Measuring a Successful Campaign
If you’re reading this, you’ve likely either attracted a few brand collabs in the past, or you’re interested in getting started in the influencer marketing industry. I believe that in order to show up professionally and to do an amazing job, you need to look into how a brand might define a successful influencer campaign. To which Eric shares, “it depends on the brand and how they measure success. Some brands are very conversion-focused, which I think truthfully, is great. But also does it capture the full value of what an influencer does?”
Influencer marketing is very different from traditional ads. What an influencer does when they collaborate with a brand is position that brand and establish a link of trust with their audience. Eric shares that what a lot of brands are currently doing is using your regular engagement rate as a litmus test for how interested your audience is from a brand awareness standpoint. They want to know if your audience cares and if your sponsored content is under or overperforming compared to your normal engagement rate. “So my word of advice to influencers,” Eric says, “is really focusing on creating the best content you can. Because sponsored content, on average, tends to underperform your regular content as an influencer.”
Trends, Growth, and the Future of the Influencer Marketing Industry
Eric shares a ton of expert insight into the influencer marketing industry in this episode. But one thing I had to pick his brain on was what he predicts in terms of trends, growth, and the future of the influencer marketing industry. Eric predicts that we’re going to see more influencers in more places. This has proven to be true with the emergence of new platforms like TikTok and Clubhouse. “There’s going to be social media influencers wherever people create.” He also makes a great point about how streaming platforms like Netflix and Hulu are becoming more social with co-watching features, “so I think it’s only a matter of time before we see influencers there.”
Another huge trend Eric predicts is the ability of influencers to generate more direct sales on the social commerce side. You can start seeing glimpses of this with Amazon’s influencer program, Facebook Instagram shops, and TikTok and Shopify’s partnership. This is something that is currently huge in China, which Eric believes is ahead of the US in this department.
Eric also believes that in the future, these platforms will help influencers to monetize their content more directly.
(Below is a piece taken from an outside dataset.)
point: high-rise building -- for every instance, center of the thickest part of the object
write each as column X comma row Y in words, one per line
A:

This means influencers will not have to rely solely on brands deals to earn their income. “From an influencer’s perspective, this is a big value proposition. It’s very interesting to say, ‘I’m not going to only be reliant on brand deals for my income, I’m going to start monetizing my content more directly,’ whether that be through a subscription, whether that be one-off. And I do strongly believe that’s the future we saw with a lot of online courses.”
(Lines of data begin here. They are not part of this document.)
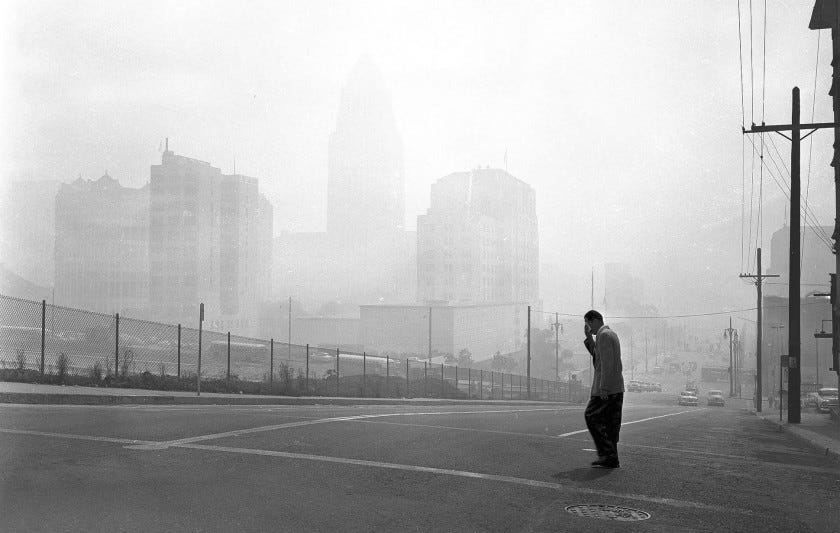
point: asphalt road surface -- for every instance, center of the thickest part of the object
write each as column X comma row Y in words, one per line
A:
column 403, row 468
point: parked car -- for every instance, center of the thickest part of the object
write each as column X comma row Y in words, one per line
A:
column 687, row 398
column 715, row 398
column 827, row 398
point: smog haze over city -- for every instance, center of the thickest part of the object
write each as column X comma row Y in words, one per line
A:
column 624, row 117
column 327, row 265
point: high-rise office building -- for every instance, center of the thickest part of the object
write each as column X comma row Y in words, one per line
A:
column 366, row 184
column 102, row 246
column 478, row 242
column 208, row 244
column 365, row 255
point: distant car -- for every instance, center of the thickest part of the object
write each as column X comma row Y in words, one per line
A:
column 687, row 398
column 715, row 398
column 827, row 398
column 812, row 399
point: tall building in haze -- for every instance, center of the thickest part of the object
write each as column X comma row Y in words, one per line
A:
column 209, row 242
column 366, row 184
column 365, row 256
column 102, row 246
column 478, row 242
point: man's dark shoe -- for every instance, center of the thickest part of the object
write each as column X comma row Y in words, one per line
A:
column 606, row 462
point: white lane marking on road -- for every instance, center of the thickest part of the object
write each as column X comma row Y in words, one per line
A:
column 473, row 430
column 76, row 437
column 471, row 475
column 261, row 429
column 569, row 434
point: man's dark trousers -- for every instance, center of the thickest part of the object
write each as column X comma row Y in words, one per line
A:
column 603, row 418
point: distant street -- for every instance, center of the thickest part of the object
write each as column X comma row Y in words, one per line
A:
column 402, row 468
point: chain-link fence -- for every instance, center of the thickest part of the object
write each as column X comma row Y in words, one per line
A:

The Ins-and-Outs of the Influencer Marketing Industry
Knowing how the influencer marketing industry works is key to attracting brand collabs and your success as an influencer. And what better way to learn than to hear from someone who has expert knowledge of working with both brands and influencers behind the scenes? Eric is a wealth of knowledge and this episode is a must-listen for any influencer or anyone who hopes to become one. Plus, if you haven’t taken the first step to start your influencer career, Eric has some advice for you. While you might think that the influencer marketing industry is overly saturated, Eric couldn’t disagree more. In fact, he believes that this is just the beginning of a booming and blossoming industry.